The SAP Control Centre still resembles the SCC of old giving us pretty good control over nearly all aspects of the server. I’ve been using the SCC in its various forms for a few years now and I have to say it gets better with every iteration. Recent releases have seen a very nice consolidation of the configuration of the server into a single configuration node, which has aided greatly during new installations. However that is not to say that the SCC is without fault. It still relies on flash to actually run in your browser – it still strikes me as funny when I tell system administrators “yes, the next step for your production server installation is to install flash….” – lets just say the reception is never very warm!
It was quite a disappointment for me when I realised that there has not been much change on the list of supported devices for SMP 2.3. There still seems to be no love for Android 4.2 or Blackberry 10 in a native setting (and say goodbye to your iPhone 3Gs). There are of course alternatives (REST) however it would be nice to see these platforms added to that list in the future.
On a better note or rather a SAP note which technically is included in SUP 2.2 SP02 (the previous release) there has been some great news in the form of a long awaited enhancement for native applications. In previous versions of the platform there has always been a problem writing to the local on-device database while it was in the middle of a synchronisation, in fact that ability was disabled full stop, meaning that if you were offline for a while and needed to synchronise a significant amount of data or were just using an underpowered device then that device became unusable for the duration of that sync. There were of course ways around this by using innovative queuing methods and caching solutions however these were cumbersome to write and difficult to maintain. With the release of SAP note 1768885 it appears we are now well on the way to this problem becoming a thing of the past – simultaneous read and write support. I look forward to trying this note out for myself!
I could go on and on listing every little change in the SAP Mobility Platform 2.3 but suffice to say that SMP 2.3 is a step in the right direction for SAP Mobility. There is still quite a bit of work to do in this area with amazing potential to improve on the development tools, cloud offering, change management and some more movement to integrate the complete suite of SAP mobile offerings into the platform.
Should I upgrade?
From a business perspective the SAP Mobility Platform 2.3 strikes me as a good option for anybody starting out on the road of mobile enablement as it brings quite a lot to the table for any enterprise needs. However that being said, I’m not sure there is enough in here to warrant an upgrade for any Sybase Unwired Platform 2.2 users – the changes we see in 2.3 are good but not game changing.
Enterprises currently using Syclo Agentry should look seriously at the 2.3 option as a next move.
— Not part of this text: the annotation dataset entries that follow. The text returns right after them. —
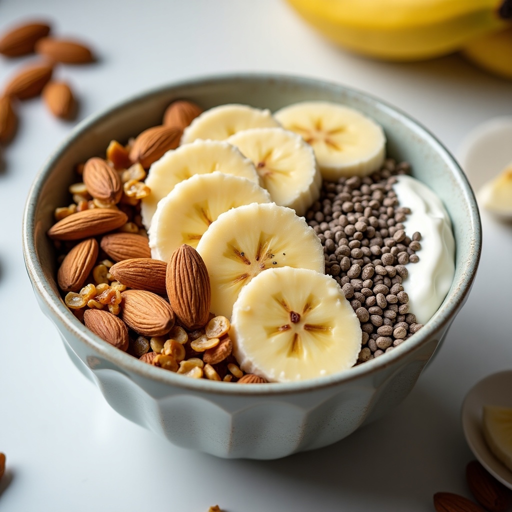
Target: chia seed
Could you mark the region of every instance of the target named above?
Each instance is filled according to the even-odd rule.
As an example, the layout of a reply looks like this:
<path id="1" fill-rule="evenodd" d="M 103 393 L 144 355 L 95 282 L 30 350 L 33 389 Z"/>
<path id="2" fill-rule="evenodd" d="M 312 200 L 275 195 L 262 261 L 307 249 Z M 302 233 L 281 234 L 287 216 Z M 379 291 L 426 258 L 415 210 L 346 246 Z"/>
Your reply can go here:
<path id="1" fill-rule="evenodd" d="M 421 235 L 406 232 L 411 213 L 399 205 L 395 176 L 407 162 L 388 159 L 369 176 L 324 181 L 305 217 L 324 247 L 326 273 L 342 287 L 362 331 L 359 364 L 391 351 L 423 326 L 409 312 L 402 285 L 407 265 L 419 260 Z"/>

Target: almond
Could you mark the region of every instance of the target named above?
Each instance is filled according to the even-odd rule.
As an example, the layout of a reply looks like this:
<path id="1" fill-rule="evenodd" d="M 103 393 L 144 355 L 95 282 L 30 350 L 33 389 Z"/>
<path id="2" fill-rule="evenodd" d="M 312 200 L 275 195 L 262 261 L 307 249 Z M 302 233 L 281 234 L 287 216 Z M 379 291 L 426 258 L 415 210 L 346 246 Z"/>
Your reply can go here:
<path id="1" fill-rule="evenodd" d="M 478 460 L 472 461 L 466 466 L 466 479 L 475 499 L 489 512 L 504 512 L 512 505 L 512 492 Z"/>
<path id="2" fill-rule="evenodd" d="M 171 307 L 189 330 L 208 322 L 211 290 L 208 270 L 201 255 L 183 244 L 173 253 L 167 266 L 165 284 Z"/>
<path id="3" fill-rule="evenodd" d="M 36 41 L 50 33 L 46 23 L 26 23 L 6 32 L 0 39 L 0 53 L 6 57 L 19 57 L 34 51 Z"/>
<path id="4" fill-rule="evenodd" d="M 82 176 L 87 191 L 104 203 L 116 203 L 123 195 L 123 185 L 117 172 L 102 158 L 90 158 Z"/>
<path id="5" fill-rule="evenodd" d="M 202 112 L 201 107 L 196 103 L 184 99 L 179 99 L 173 101 L 165 110 L 163 115 L 163 124 L 182 130 Z"/>
<path id="6" fill-rule="evenodd" d="M 12 139 L 17 124 L 11 98 L 8 96 L 0 98 L 0 142 L 5 144 Z"/>
<path id="7" fill-rule="evenodd" d="M 86 309 L 83 322 L 88 329 L 111 345 L 124 352 L 128 349 L 128 329 L 115 315 L 102 309 Z"/>
<path id="8" fill-rule="evenodd" d="M 226 336 L 213 348 L 205 350 L 203 360 L 208 365 L 216 365 L 223 361 L 233 351 L 233 343 L 231 338 Z"/>
<path id="9" fill-rule="evenodd" d="M 241 377 L 237 381 L 239 384 L 261 384 L 262 382 L 267 381 L 263 377 L 255 375 L 253 373 L 246 374 L 243 377 Z"/>
<path id="10" fill-rule="evenodd" d="M 54 224 L 48 236 L 56 240 L 81 240 L 121 227 L 128 216 L 120 210 L 94 208 L 72 214 Z"/>
<path id="11" fill-rule="evenodd" d="M 68 119 L 75 113 L 76 102 L 71 88 L 66 82 L 49 82 L 42 90 L 42 99 L 56 117 Z"/>
<path id="12" fill-rule="evenodd" d="M 5 94 L 19 99 L 36 96 L 50 81 L 53 72 L 53 68 L 49 64 L 26 66 L 7 82 Z"/>
<path id="13" fill-rule="evenodd" d="M 436 493 L 434 507 L 437 512 L 485 512 L 479 505 L 453 493 Z"/>
<path id="14" fill-rule="evenodd" d="M 148 128 L 139 134 L 130 152 L 132 162 L 139 162 L 148 169 L 164 153 L 178 147 L 181 130 L 174 126 L 158 126 Z"/>
<path id="15" fill-rule="evenodd" d="M 147 238 L 136 233 L 112 233 L 100 242 L 101 248 L 114 261 L 150 258 Z"/>
<path id="16" fill-rule="evenodd" d="M 94 266 L 98 252 L 98 242 L 94 238 L 88 238 L 66 254 L 57 274 L 62 291 L 78 291 L 83 286 Z"/>
<path id="17" fill-rule="evenodd" d="M 136 290 L 147 290 L 161 295 L 166 293 L 167 264 L 151 258 L 124 260 L 112 265 L 109 271 L 120 283 Z"/>
<path id="18" fill-rule="evenodd" d="M 121 316 L 131 329 L 142 336 L 163 336 L 174 325 L 174 313 L 161 297 L 145 290 L 121 294 Z"/>
<path id="19" fill-rule="evenodd" d="M 43 37 L 36 43 L 35 51 L 51 60 L 67 64 L 84 64 L 94 60 L 87 46 L 71 39 Z"/>
<path id="20" fill-rule="evenodd" d="M 127 169 L 132 165 L 127 150 L 117 140 L 111 140 L 106 148 L 106 159 L 115 169 Z"/>

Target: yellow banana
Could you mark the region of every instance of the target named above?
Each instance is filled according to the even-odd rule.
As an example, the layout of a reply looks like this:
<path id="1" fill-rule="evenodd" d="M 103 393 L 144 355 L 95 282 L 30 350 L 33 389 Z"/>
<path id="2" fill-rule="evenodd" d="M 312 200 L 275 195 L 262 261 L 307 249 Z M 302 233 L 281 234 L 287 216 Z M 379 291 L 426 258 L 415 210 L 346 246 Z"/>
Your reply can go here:
<path id="1" fill-rule="evenodd" d="M 512 27 L 472 39 L 462 53 L 486 71 L 512 80 Z"/>
<path id="2" fill-rule="evenodd" d="M 307 21 L 349 50 L 416 60 L 460 49 L 507 26 L 512 0 L 288 0 Z"/>

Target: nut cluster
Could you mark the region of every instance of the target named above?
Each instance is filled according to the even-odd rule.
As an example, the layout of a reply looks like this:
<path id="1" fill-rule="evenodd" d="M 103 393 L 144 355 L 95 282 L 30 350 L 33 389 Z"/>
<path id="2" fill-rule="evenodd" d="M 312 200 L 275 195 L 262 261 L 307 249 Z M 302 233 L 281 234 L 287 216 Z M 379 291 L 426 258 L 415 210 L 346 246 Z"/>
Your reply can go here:
<path id="1" fill-rule="evenodd" d="M 73 202 L 56 209 L 48 231 L 62 253 L 57 281 L 80 322 L 145 362 L 195 378 L 265 382 L 245 374 L 232 355 L 229 321 L 209 311 L 209 277 L 197 251 L 184 245 L 167 263 L 153 260 L 142 227 L 146 169 L 176 147 L 200 113 L 194 103 L 175 101 L 166 125 L 126 146 L 112 141 L 104 159 L 77 166 L 82 181 L 69 187 Z"/>
<path id="2" fill-rule="evenodd" d="M 402 286 L 406 265 L 417 262 L 421 234 L 408 236 L 410 210 L 398 205 L 394 176 L 409 165 L 387 160 L 371 176 L 324 181 L 306 213 L 324 246 L 326 272 L 338 283 L 361 323 L 358 362 L 392 350 L 420 329 Z"/>

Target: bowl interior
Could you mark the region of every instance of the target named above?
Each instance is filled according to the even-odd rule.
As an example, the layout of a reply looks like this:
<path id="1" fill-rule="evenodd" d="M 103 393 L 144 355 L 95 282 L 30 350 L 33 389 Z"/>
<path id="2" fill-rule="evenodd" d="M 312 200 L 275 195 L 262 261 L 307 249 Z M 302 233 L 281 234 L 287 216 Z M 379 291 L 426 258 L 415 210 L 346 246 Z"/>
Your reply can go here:
<path id="1" fill-rule="evenodd" d="M 55 207 L 69 202 L 68 186 L 77 181 L 76 164 L 93 156 L 103 156 L 111 140 L 124 142 L 161 122 L 165 108 L 178 98 L 191 100 L 206 109 L 241 103 L 274 111 L 296 101 L 324 100 L 357 109 L 383 127 L 389 156 L 411 163 L 412 174 L 443 200 L 452 218 L 456 240 L 456 271 L 452 288 L 434 316 L 417 335 L 389 354 L 360 365 L 336 377 L 357 377 L 399 358 L 449 324 L 463 302 L 474 278 L 481 246 L 480 220 L 473 192 L 454 159 L 427 131 L 399 110 L 342 86 L 305 78 L 275 75 L 227 76 L 200 79 L 143 93 L 81 123 L 50 157 L 30 192 L 24 220 L 26 261 L 33 284 L 65 323 L 82 337 L 87 330 L 68 311 L 60 299 L 56 262 L 46 231 Z M 48 293 L 46 294 L 48 295 Z M 108 357 L 123 361 L 102 340 L 86 333 L 90 342 Z M 101 343 L 98 343 L 101 342 Z M 118 352 L 118 351 L 117 351 Z M 121 354 L 127 358 L 130 356 Z M 140 365 L 142 366 L 142 365 Z M 163 373 L 163 372 L 161 372 Z"/>

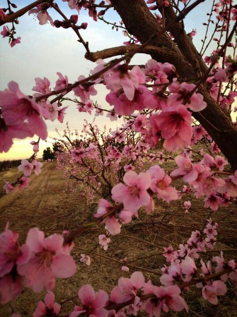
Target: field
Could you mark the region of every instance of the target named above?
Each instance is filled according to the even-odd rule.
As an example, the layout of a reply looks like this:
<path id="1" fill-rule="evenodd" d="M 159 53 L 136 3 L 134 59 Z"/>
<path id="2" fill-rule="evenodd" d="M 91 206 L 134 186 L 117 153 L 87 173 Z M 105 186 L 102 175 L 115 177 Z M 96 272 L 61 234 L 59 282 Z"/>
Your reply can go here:
<path id="1" fill-rule="evenodd" d="M 18 175 L 16 168 L 0 173 L 1 232 L 9 221 L 10 228 L 19 232 L 22 242 L 30 228 L 38 227 L 46 235 L 54 232 L 60 234 L 63 230 L 74 229 L 93 219 L 92 215 L 96 209 L 96 199 L 88 200 L 80 190 L 73 193 L 67 192 L 68 181 L 56 170 L 54 163 L 44 163 L 42 173 L 38 177 L 31 177 L 28 189 L 5 195 L 2 190 L 4 181 L 13 181 Z M 176 185 L 177 188 L 182 187 L 178 181 Z M 192 207 L 190 212 L 185 214 L 184 202 L 188 200 Z M 96 290 L 103 288 L 108 291 L 116 285 L 120 276 L 129 277 L 136 270 L 144 272 L 146 280 L 151 279 L 154 284 L 158 283 L 160 269 L 166 264 L 165 258 L 161 254 L 162 247 L 170 244 L 174 248 L 177 247 L 186 241 L 192 230 L 202 228 L 211 211 L 204 209 L 202 205 L 202 200 L 198 201 L 190 196 L 170 205 L 159 200 L 152 214 L 148 215 L 142 210 L 138 219 L 123 226 L 122 234 L 112 238 L 107 251 L 98 245 L 98 236 L 104 233 L 102 226 L 82 234 L 76 238 L 72 250 L 78 265 L 77 272 L 70 278 L 58 279 L 54 290 L 56 301 L 62 305 L 60 314 L 66 315 L 76 303 L 79 304 L 76 301 L 77 291 L 84 284 L 90 283 Z M 236 260 L 237 217 L 232 214 L 224 218 L 231 212 L 234 213 L 235 209 L 234 205 L 220 208 L 212 213 L 212 218 L 220 226 L 215 249 L 232 249 L 224 252 L 224 256 Z M 90 256 L 90 266 L 80 262 L 80 253 Z M 216 251 L 202 254 L 200 256 L 206 259 L 218 255 L 220 251 Z M 129 272 L 121 270 L 122 264 L 120 260 L 124 257 L 130 261 Z M 236 286 L 228 282 L 228 292 L 220 298 L 216 306 L 202 299 L 200 291 L 196 288 L 192 287 L 190 291 L 184 291 L 184 298 L 190 307 L 188 313 L 169 312 L 164 315 L 237 316 Z M 0 316 L 10 316 L 13 312 L 20 313 L 22 317 L 31 316 L 38 300 L 42 299 L 44 294 L 45 292 L 36 294 L 24 287 L 16 299 L 0 307 Z"/>

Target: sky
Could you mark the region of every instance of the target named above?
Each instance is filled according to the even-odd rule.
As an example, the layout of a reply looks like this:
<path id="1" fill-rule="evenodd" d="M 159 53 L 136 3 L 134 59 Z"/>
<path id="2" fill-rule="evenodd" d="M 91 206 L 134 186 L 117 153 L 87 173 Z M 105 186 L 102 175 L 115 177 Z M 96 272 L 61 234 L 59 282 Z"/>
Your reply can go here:
<path id="1" fill-rule="evenodd" d="M 18 6 L 18 9 L 32 3 L 26 0 L 14 0 L 14 2 Z M 76 14 L 76 11 L 69 9 L 66 2 L 60 0 L 56 2 L 67 17 Z M 197 34 L 193 40 L 198 48 L 200 47 L 201 40 L 206 31 L 202 23 L 206 21 L 206 14 L 208 12 L 210 3 L 212 1 L 206 0 L 184 20 L 187 32 L 191 32 L 192 29 L 197 30 Z M 0 8 L 6 7 L 6 0 L 0 0 Z M 62 20 L 53 9 L 48 11 L 53 20 Z M 112 9 L 108 11 L 104 16 L 104 19 L 112 23 L 116 21 L 118 23 L 120 20 Z M 40 25 L 36 17 L 28 14 L 20 18 L 19 20 L 20 24 L 16 28 L 16 37 L 21 37 L 20 44 L 11 48 L 7 38 L 0 39 L 0 90 L 6 88 L 8 83 L 14 80 L 19 84 L 20 88 L 24 93 L 32 95 L 34 92 L 32 89 L 34 85 L 36 77 L 47 77 L 54 88 L 58 79 L 57 72 L 66 75 L 69 82 L 72 83 L 81 75 L 87 76 L 90 70 L 94 67 L 94 63 L 84 58 L 84 48 L 77 41 L 78 38 L 72 29 L 56 29 L 50 24 Z M 83 10 L 80 12 L 78 24 L 80 25 L 82 22 L 88 23 L 88 27 L 86 30 L 82 30 L 81 34 L 84 39 L 89 42 L 89 47 L 92 52 L 120 46 L 128 40 L 121 31 L 118 32 L 112 31 L 111 26 L 108 26 L 102 21 L 94 22 L 88 17 L 88 11 Z M 2 30 L 2 27 L 0 27 L 0 31 Z M 132 59 L 131 64 L 144 64 L 148 59 L 148 55 L 138 54 Z M 92 99 L 94 101 L 97 100 L 98 103 L 102 107 L 107 107 L 108 104 L 104 99 L 106 91 L 102 86 L 100 87 L 98 91 L 98 94 Z M 64 102 L 63 105 L 70 105 L 64 123 L 61 124 L 58 120 L 54 122 L 48 120 L 46 121 L 48 137 L 47 142 L 40 141 L 38 157 L 42 155 L 44 149 L 52 146 L 52 138 L 57 135 L 56 128 L 62 131 L 66 127 L 66 122 L 68 121 L 72 130 L 74 129 L 80 130 L 84 119 L 90 122 L 93 120 L 94 116 L 79 113 L 74 103 L 72 104 Z M 113 128 L 120 124 L 116 121 L 110 121 L 104 115 L 97 117 L 96 122 L 102 127 L 106 124 Z M 0 161 L 29 157 L 32 154 L 32 146 L 30 142 L 37 139 L 38 137 L 35 135 L 34 138 L 14 140 L 14 144 L 8 152 L 0 153 Z"/>

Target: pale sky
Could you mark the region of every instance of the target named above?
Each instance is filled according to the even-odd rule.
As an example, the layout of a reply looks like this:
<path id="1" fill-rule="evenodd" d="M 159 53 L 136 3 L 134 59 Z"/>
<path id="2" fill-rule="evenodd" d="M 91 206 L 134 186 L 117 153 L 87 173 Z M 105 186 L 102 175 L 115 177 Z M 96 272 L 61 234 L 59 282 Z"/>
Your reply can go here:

By moving to the SAP Mobility Platform 2.3 you would be bringing a whole new set of tools that can work in harmony with your existing Agenty landscape and enable a world or potential innovations through other aspects of the platform.
Anybody using any version of 2.1 or earlier should look seriously at 2.3 (or even 2.2 SP02 as a start) as this would be a very wise upgrade to ensure that new developments are completed on technology that is current and being maintained.
In conclusion, the SAP Mobility Platform 2.3 is a good evolution of SAP’s mobile platform offering. Definately a step in the right direction however there are a few more things on my wishlist that I hope to see in the next release. Any business looking to build a mobility roadmap should seriously consider this platform not just for what we see now, but also for the potential that the platform brings in the future.